Bêtes Off, c'est le titre de l'exposition qui se déroule à la Conciergerie, Monument national parisien : Ce monument de l'histoire de France se voit envahi d'oeuvres, dessins, sculptures, installations, vidéos sur le thème de l'animal. Celles-ci ont été présentées auparavant dans les monuments nationaux des différentes régions françaises, et étaient choisies en fonction de l'histoire du site.

DSC00045.JPGLes artistes se sont intéressés à la question animale à différents niveaux : C'est d'abord un "autre". Ainsi, Delphine Gigoux-Martin nous propose une projection poétique d'oiseaux en mouvements et qui joue avec l'architecture du lieu. Avec la vidéo d'Ariane Michel, il est également question d'oiseaux, ces volatiles se font musiciens expérimentaux.

D'autres artistes (Louise Bourgeois, Tania Mouraud, Sheila Concari...) se sont intéressés au "devenir animal". On pourrait trouver une part animale dans l'homme, même si ceux-ci ont une perception de leur environnement différente de la nôtre.

C'est ensuite la question du Vivre ensemble qui est posée par de nombreux artistes, comment l'animal, la machine et l'homme pourraient cohabiter au mieux. L'architecte Philippe Rahm propose ainsi un projet de maison dont les proportions seraient en fonction de celles du chien. Laure Tixier s'intéresse également à cette problèmatique en revisitant les cités idéales. Samon Takahashi propose une curieuse installation dénotant la relation entre la voie et le chant d'oiseau. Markus Hansen nous invite à rentrer dans une cabane un peu particulière recouverte de plumes, et dont l'intérieur est tapissé de livres.
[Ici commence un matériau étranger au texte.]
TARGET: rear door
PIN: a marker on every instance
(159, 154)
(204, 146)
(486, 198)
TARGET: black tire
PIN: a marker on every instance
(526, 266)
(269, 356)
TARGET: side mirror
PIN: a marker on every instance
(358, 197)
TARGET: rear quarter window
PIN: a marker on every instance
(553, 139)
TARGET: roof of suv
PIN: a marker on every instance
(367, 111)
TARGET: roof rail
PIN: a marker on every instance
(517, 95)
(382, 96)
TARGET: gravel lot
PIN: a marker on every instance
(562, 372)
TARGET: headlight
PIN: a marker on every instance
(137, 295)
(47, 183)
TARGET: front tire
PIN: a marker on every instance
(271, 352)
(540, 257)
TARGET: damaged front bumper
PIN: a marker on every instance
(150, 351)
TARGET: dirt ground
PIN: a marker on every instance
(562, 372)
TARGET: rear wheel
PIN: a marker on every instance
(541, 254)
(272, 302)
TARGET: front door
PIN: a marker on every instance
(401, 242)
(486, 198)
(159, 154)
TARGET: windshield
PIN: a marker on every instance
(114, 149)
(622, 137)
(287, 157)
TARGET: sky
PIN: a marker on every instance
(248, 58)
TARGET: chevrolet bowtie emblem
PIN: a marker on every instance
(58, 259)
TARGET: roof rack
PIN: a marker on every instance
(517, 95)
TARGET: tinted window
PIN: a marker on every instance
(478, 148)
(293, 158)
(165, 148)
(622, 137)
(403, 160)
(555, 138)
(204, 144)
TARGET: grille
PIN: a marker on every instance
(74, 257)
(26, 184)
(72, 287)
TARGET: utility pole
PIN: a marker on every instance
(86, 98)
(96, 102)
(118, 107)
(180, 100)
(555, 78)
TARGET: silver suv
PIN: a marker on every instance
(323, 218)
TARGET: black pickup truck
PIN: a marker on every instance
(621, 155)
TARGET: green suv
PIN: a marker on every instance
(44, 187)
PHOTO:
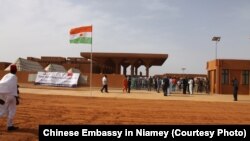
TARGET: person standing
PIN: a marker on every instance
(190, 85)
(104, 84)
(9, 92)
(125, 84)
(129, 84)
(235, 88)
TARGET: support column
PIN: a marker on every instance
(132, 70)
(147, 71)
(117, 67)
(136, 71)
(125, 70)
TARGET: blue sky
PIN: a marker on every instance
(181, 28)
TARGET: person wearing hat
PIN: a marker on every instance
(8, 92)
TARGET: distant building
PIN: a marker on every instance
(222, 71)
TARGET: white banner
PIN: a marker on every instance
(57, 79)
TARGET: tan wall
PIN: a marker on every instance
(235, 68)
(114, 80)
(21, 76)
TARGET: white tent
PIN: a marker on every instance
(26, 65)
(55, 68)
(74, 70)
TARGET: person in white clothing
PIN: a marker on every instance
(9, 94)
(104, 84)
(190, 84)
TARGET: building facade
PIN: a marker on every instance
(221, 72)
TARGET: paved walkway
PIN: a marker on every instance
(135, 94)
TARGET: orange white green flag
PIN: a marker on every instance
(81, 35)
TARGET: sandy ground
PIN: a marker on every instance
(42, 105)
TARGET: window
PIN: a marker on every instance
(225, 76)
(245, 77)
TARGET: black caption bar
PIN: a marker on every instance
(128, 132)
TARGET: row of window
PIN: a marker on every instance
(244, 77)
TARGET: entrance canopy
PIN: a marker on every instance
(112, 62)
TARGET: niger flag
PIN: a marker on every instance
(81, 35)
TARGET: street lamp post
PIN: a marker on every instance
(183, 69)
(216, 39)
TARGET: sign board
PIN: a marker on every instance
(57, 79)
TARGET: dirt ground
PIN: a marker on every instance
(119, 108)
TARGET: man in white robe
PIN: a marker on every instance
(8, 93)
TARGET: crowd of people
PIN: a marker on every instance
(164, 84)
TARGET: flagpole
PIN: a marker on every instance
(91, 62)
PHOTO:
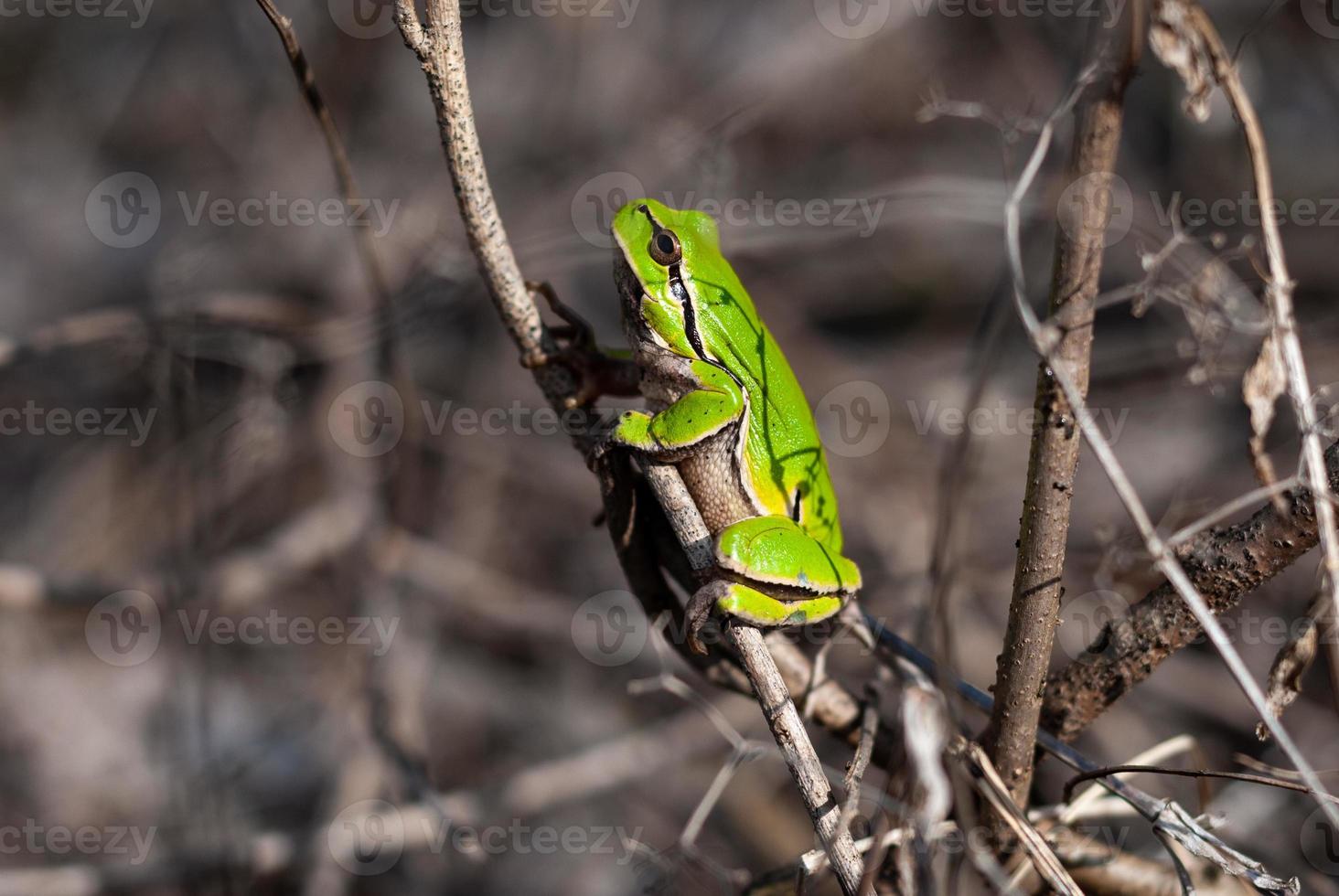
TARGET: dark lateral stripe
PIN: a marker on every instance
(690, 316)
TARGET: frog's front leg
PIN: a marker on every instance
(712, 400)
(599, 371)
(752, 605)
(773, 550)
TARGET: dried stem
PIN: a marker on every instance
(1044, 525)
(1224, 565)
(339, 155)
(1279, 287)
(1163, 559)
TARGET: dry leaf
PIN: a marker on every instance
(1180, 45)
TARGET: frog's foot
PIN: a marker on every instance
(753, 607)
(597, 372)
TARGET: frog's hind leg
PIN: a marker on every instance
(752, 605)
(777, 550)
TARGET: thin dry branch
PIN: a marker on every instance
(1185, 31)
(1162, 556)
(1224, 565)
(1044, 524)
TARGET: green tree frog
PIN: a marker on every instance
(727, 411)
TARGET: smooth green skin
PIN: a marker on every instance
(741, 372)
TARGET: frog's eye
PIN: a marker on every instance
(664, 248)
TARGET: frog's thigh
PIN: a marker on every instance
(754, 607)
(777, 550)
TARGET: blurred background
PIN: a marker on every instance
(250, 587)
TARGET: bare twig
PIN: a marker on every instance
(1165, 561)
(1185, 25)
(334, 143)
(991, 786)
(1224, 565)
(1184, 773)
(1044, 524)
(1163, 815)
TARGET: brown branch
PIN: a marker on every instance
(1184, 773)
(339, 155)
(1224, 565)
(1044, 530)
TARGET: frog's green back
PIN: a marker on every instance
(782, 454)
La scénographie de l'exposition renforce le paysage que créént ces oeuvres ensemble : du bois et des jeux d'ombre et de lumière nous plongent dans un univers presque irréél. On en oublierait presque l'architecture du lieu ! Par ailleurs, la diversité des oeuvres et leur disposition dans l'espace fait danser notre regard du sol au plafond... véritable promenade visuelle !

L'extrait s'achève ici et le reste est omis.